A vaga para o intercâmbio havia sido temporariamente suspensa; por conta da polêmica, a universidade não ousava divulgar a lista oficial.

Para Ana Rocha, isso significava que ainda havia uma chance.

Ela não iria desistir.

O celular continuava vibrando. Ela já havia bloqueado Rafael Serra, mas Rafael Serra tinha muitos meios de encontrá-la.

De repente, ouviu-se uma batida forte na porta.

— Ana Rocha! Abra a porta!

Não era surpresa que Rafael Serra a tivesse encontrado.

Afinal, era Rafael Serra...

Mas, dessa vez, Ana Rocha se sentiu gelada por dentro. O que Rafael Serra seria capaz de fazer por Mariana Domingos?

— Ana Rocha, seja obediente, abra a porta. — Rafael Serra já não tinha mais paciência.

Ana Rocha respirou fundo e abriu a porta para Rafael Serra.

— Eu não vou ceder! — Ana Rocha, olhos marejados, olhou para Rafael Serra com teimosia.

— Ana Rocha, esta é sua última chance. — O rosto de Rafael Serra ficou sombrio de raiva.
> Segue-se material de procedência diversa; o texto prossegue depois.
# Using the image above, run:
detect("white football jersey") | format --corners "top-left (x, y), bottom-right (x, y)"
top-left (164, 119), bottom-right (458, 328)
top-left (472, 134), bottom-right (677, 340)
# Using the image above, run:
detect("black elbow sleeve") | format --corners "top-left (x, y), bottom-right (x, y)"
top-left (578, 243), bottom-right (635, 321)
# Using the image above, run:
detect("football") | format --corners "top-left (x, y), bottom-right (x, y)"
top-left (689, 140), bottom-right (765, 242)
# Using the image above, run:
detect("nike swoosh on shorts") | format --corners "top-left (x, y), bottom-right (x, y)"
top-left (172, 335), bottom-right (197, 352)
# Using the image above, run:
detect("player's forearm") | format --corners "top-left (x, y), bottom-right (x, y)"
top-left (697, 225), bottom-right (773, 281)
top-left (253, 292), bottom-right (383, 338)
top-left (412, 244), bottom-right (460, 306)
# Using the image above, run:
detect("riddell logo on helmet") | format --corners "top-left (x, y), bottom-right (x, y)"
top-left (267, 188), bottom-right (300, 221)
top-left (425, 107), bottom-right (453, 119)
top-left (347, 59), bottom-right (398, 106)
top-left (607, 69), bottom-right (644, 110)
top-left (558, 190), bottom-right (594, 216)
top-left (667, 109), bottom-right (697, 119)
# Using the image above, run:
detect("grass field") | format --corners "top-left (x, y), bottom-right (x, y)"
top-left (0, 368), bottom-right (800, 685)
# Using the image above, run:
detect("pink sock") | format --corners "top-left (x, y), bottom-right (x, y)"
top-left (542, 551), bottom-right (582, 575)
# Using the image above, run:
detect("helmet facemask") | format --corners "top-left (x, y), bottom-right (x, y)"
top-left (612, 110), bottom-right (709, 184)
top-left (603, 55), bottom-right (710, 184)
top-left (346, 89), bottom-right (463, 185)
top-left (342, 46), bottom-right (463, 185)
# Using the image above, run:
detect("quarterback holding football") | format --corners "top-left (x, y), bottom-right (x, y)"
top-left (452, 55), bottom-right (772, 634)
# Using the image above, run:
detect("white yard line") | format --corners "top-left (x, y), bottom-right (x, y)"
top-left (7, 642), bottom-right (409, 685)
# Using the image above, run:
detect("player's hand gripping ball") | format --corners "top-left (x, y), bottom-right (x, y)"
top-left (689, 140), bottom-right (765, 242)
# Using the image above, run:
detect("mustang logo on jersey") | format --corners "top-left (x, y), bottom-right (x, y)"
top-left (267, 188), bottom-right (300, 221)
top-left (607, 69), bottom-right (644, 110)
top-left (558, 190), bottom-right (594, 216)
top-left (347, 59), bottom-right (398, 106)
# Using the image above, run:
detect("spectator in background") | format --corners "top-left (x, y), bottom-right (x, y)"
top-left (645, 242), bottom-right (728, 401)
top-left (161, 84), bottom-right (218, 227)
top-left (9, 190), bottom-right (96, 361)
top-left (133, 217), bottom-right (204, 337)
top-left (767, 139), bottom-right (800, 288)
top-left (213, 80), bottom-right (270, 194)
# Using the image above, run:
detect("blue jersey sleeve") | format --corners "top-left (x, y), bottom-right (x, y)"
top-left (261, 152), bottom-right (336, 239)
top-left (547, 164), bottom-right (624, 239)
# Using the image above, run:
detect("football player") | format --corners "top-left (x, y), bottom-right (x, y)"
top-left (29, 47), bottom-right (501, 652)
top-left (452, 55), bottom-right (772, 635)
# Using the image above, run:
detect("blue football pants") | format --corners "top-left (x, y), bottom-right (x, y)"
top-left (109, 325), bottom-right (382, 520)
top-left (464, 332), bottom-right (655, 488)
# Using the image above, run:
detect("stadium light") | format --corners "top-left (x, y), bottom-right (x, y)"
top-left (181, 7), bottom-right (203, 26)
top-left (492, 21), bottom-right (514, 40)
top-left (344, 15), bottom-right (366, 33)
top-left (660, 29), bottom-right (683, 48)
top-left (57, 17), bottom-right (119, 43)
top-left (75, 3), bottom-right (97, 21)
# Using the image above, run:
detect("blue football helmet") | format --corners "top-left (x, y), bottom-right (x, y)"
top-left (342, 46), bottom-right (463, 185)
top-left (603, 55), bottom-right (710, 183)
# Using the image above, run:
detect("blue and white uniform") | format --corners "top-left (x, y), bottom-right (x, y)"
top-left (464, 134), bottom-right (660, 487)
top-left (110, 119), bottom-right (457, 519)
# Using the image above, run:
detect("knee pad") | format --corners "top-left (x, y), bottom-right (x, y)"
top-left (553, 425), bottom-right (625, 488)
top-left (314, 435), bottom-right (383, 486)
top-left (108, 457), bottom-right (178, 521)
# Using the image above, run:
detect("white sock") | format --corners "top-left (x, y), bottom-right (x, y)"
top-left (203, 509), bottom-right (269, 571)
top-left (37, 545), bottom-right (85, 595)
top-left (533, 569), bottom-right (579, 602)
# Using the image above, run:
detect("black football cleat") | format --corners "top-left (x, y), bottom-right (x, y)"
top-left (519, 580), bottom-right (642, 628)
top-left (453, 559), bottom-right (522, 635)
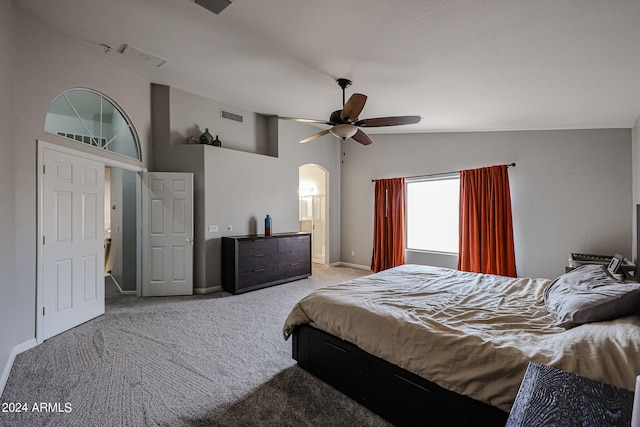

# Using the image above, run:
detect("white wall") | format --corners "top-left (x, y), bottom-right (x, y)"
top-left (631, 117), bottom-right (640, 265)
top-left (342, 129), bottom-right (632, 278)
top-left (0, 5), bottom-right (151, 374)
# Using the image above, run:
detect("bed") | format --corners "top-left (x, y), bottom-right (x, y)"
top-left (283, 265), bottom-right (640, 425)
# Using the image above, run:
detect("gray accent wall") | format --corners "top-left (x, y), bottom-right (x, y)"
top-left (0, 1), bottom-right (17, 391)
top-left (151, 84), bottom-right (340, 293)
top-left (0, 1), bottom-right (640, 400)
top-left (341, 129), bottom-right (633, 278)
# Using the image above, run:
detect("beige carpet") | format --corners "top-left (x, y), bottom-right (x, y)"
top-left (0, 267), bottom-right (386, 426)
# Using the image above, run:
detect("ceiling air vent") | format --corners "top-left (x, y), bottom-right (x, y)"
top-left (119, 44), bottom-right (167, 67)
top-left (194, 0), bottom-right (231, 15)
top-left (220, 110), bottom-right (242, 123)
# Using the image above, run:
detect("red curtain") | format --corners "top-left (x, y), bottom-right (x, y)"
top-left (371, 178), bottom-right (405, 272)
top-left (458, 165), bottom-right (517, 277)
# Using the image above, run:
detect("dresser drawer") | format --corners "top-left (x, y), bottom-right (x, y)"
top-left (278, 235), bottom-right (311, 254)
top-left (236, 265), bottom-right (278, 289)
top-left (279, 258), bottom-right (311, 277)
top-left (238, 253), bottom-right (278, 273)
top-left (238, 238), bottom-right (278, 256)
top-left (222, 233), bottom-right (311, 294)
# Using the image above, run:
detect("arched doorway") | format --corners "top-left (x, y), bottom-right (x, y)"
top-left (298, 164), bottom-right (329, 265)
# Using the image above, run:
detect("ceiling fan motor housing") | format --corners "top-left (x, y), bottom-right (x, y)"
top-left (329, 110), bottom-right (348, 124)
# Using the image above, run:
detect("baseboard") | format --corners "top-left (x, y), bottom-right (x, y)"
top-left (0, 338), bottom-right (38, 396)
top-left (193, 286), bottom-right (222, 295)
top-left (109, 274), bottom-right (137, 295)
top-left (331, 261), bottom-right (371, 271)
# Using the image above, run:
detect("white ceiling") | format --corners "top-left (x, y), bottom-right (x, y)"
top-left (14, 0), bottom-right (640, 133)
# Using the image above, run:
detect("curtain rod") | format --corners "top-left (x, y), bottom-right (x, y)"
top-left (371, 163), bottom-right (516, 182)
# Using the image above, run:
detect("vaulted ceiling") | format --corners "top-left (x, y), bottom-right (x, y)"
top-left (14, 0), bottom-right (640, 132)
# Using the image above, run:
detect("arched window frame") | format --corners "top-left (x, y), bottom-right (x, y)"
top-left (45, 87), bottom-right (142, 161)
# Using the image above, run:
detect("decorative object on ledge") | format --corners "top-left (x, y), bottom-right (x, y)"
top-left (200, 128), bottom-right (213, 145)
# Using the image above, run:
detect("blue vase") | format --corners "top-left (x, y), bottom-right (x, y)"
top-left (264, 215), bottom-right (271, 236)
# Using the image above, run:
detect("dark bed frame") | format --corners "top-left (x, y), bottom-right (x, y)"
top-left (292, 325), bottom-right (509, 427)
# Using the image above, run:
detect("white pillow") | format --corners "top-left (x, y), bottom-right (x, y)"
top-left (544, 264), bottom-right (640, 329)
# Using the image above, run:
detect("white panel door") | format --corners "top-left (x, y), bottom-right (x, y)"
top-left (141, 172), bottom-right (193, 297)
top-left (41, 149), bottom-right (104, 339)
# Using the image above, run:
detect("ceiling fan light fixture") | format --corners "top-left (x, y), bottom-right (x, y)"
top-left (331, 124), bottom-right (358, 141)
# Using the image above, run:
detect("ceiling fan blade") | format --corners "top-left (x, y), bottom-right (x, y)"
top-left (300, 129), bottom-right (331, 144)
top-left (340, 93), bottom-right (367, 122)
top-left (356, 116), bottom-right (422, 128)
top-left (351, 129), bottom-right (373, 145)
top-left (278, 117), bottom-right (333, 125)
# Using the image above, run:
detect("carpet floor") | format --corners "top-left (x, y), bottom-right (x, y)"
top-left (0, 267), bottom-right (388, 426)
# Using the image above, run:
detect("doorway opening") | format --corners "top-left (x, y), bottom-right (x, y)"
top-left (298, 164), bottom-right (329, 265)
top-left (104, 166), bottom-right (140, 295)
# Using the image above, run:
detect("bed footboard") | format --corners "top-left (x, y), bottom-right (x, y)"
top-left (293, 325), bottom-right (508, 427)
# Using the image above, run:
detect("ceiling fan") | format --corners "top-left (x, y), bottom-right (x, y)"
top-left (280, 79), bottom-right (421, 145)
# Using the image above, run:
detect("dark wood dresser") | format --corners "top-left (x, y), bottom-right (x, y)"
top-left (507, 362), bottom-right (633, 427)
top-left (222, 233), bottom-right (311, 294)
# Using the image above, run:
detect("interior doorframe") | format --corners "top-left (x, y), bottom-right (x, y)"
top-left (298, 163), bottom-right (331, 265)
top-left (36, 140), bottom-right (147, 344)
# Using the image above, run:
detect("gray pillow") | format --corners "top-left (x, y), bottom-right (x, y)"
top-left (544, 265), bottom-right (640, 329)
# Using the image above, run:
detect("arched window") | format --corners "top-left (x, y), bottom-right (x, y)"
top-left (44, 89), bottom-right (141, 160)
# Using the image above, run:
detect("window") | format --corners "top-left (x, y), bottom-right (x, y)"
top-left (407, 175), bottom-right (460, 253)
top-left (44, 89), bottom-right (140, 160)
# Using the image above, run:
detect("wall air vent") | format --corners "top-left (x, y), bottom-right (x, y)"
top-left (194, 0), bottom-right (231, 15)
top-left (220, 110), bottom-right (242, 123)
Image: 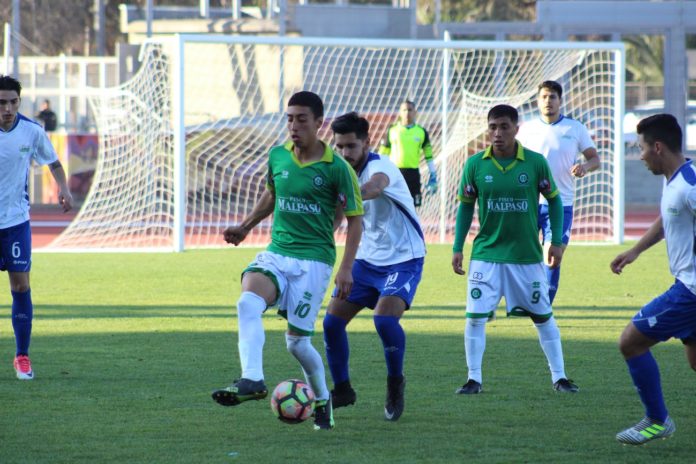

Aos olhos dele, Ana Rocha tinha passado dos limites; era hora de agir para forçá-la a obedecer.

— Faça o que quiser, Presidente Rafael. Estou esperando. — Ana Rocha mordeu o lábio, lutando para não chorar.

Ela abriu a porta e apontou para fora.

— Agora, por favor, saia.

Rafael Serra a encarou, furioso, e saiu.

Depois de fechar a porta, Ana Rocha finalmente não aguentou e se deixou cair no chão, chorando alto.

Por que... Rafael Serra tinha que sacrificá-la sempre?

Por quê!

...

Na casa de Samuel Palmeira.

Tendo resolvido os assuntos do trabalho, Samuel Palmeira voltou para casa.